In an exclusive interview to Onkar Singh, Dosanjh, who still likes to think of himself as an Indian child, said he hoped the government would soon offer dual citizenship to NRIs and PIO with certain privileges.
What was your experience of the three-day Pravasi Bharatiya Divas?
This is the first time such an event has been held in India. Like many others, I had my apprehensions. I think it is a good step to bring in Indian experiences from many countries and learn from them.
I believe there is internal connection between the Indians and those living away from their homeland no matter where they are. This connection ought to be nurtured. It will strengthen those who are living outside. There is a mutual benefit for all of us if we help each other. No matter if you left India 500 years ago or a few years back, your heritage essentially remains very much Indian. We have yet to see what benefit will flow from this exchange of ideas.
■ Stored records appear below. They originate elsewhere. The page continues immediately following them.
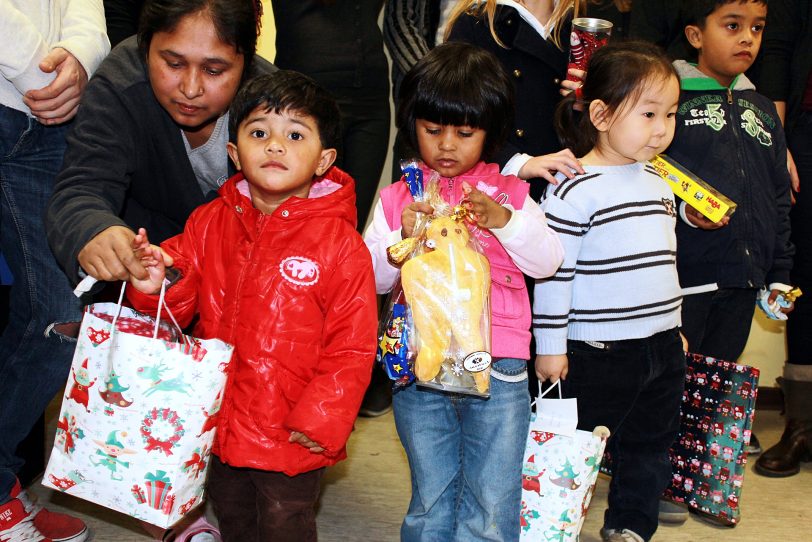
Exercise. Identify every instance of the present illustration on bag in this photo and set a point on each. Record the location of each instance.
(112, 394)
(566, 477)
(80, 389)
(67, 433)
(64, 483)
(167, 419)
(154, 374)
(531, 475)
(211, 415)
(97, 336)
(109, 452)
Prime Minister Vajpayee has announced dual citizenship for the Indian Diaspora in certain countries. Is it really beneficial to you in any manner?
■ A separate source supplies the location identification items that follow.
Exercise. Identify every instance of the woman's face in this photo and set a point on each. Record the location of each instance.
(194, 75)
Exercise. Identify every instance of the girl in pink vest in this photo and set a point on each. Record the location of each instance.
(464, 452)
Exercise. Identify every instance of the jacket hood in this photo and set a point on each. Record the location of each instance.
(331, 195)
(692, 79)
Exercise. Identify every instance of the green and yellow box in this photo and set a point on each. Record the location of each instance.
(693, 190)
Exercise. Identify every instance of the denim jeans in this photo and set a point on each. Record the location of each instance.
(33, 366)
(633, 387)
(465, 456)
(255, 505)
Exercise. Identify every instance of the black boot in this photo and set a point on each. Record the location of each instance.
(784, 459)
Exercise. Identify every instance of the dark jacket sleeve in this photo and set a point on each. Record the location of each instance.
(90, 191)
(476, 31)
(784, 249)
I think to make the exchange of ideas between people and particularly Pravasi Bharatiyas is always going to be a good thing. The world is increasingly becoming a smaller place more of a global village, hence it is good to reduce as many barriers as possible.
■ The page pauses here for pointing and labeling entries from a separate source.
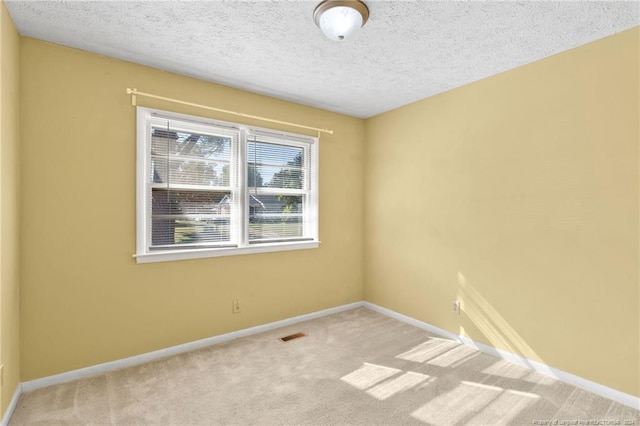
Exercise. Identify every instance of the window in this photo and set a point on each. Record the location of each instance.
(209, 188)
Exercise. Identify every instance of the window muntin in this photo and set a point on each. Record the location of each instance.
(208, 188)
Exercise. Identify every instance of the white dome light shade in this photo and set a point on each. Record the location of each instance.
(341, 20)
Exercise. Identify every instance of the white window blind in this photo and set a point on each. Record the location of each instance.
(209, 188)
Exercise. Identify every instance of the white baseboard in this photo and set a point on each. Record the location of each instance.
(593, 387)
(12, 405)
(174, 350)
(598, 389)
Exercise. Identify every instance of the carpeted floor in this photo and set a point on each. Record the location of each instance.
(357, 367)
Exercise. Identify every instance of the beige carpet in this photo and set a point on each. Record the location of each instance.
(355, 367)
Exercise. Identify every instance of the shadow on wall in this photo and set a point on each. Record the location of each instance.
(490, 323)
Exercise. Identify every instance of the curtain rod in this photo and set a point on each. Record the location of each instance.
(134, 92)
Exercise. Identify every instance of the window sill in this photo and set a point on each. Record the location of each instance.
(167, 256)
If dual citizenship removes certain barriers, whether notional, emotional or legal then it is a welcome step.
If dual citizenship make you accountable both in India as well as the country where you live in, would you take it?
I do not think that is going to be a condition when we are offered dual citizenship. What I understand is that it means you have certain rights. But you may not have the right to vote or stand for a public office. There are many models of dual citizenship. We have to wait and see what model the Government of India adopts for us. I do not want to get into the technicalities.
But this offer is limited to a handful of countries. The Gulf nations have been left out.
I wish the privilege had been extended to more countries. But this is not for me to decide. It is the Government of India that has to take a decision. By allowing people back and forth you can dispense with visa formalities because removal of this irritant would make our relations with our mother country better.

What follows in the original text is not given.